DATALINK
This is a design document describing planning for a feature that may not yet exist in PostgreSQL. See the official documentation for your version to get information on available features.
Introduction
SQL Datalinks are a part of SQL/MED ISO/IEC 9075-9:2003 specification. Note that this is distinct from and complements efforts described here.
Datalink is a special SQL type intended to store URLs in database columns, and a number of functions, which can be used in SQL queries.
There aren't many RDBMSs which implement SQL/MED datalinks. IBM DB2 does. A lot of it is defined by the SQL standard to be "implementation specific".
Values of DATALINK type are opaque, constructed by using function DLVALUE. There are several functions available for converting DATALINK back to text, for example DLURLCOMPLETE.

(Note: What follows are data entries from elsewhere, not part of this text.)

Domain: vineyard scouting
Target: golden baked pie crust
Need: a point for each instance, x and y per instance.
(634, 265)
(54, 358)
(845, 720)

There is not much software, which demands SQL/MED datalinks. However, there is functionality concerning files, URLs and web, which is often needed in modern applications. Often, it is awkward to use these together with RDBMS data. SQL/MED standardizes some of this.
Features
A column containing a value of type DATALINK can optionally have some special semantics:
- referential integrity - file pointed to by a datalink cannot be renamed or deleted
- access control - either SQL or file system mediated
- point in time recovery of file changes
Only references to external files are stored in the database, not the content of the files themselves.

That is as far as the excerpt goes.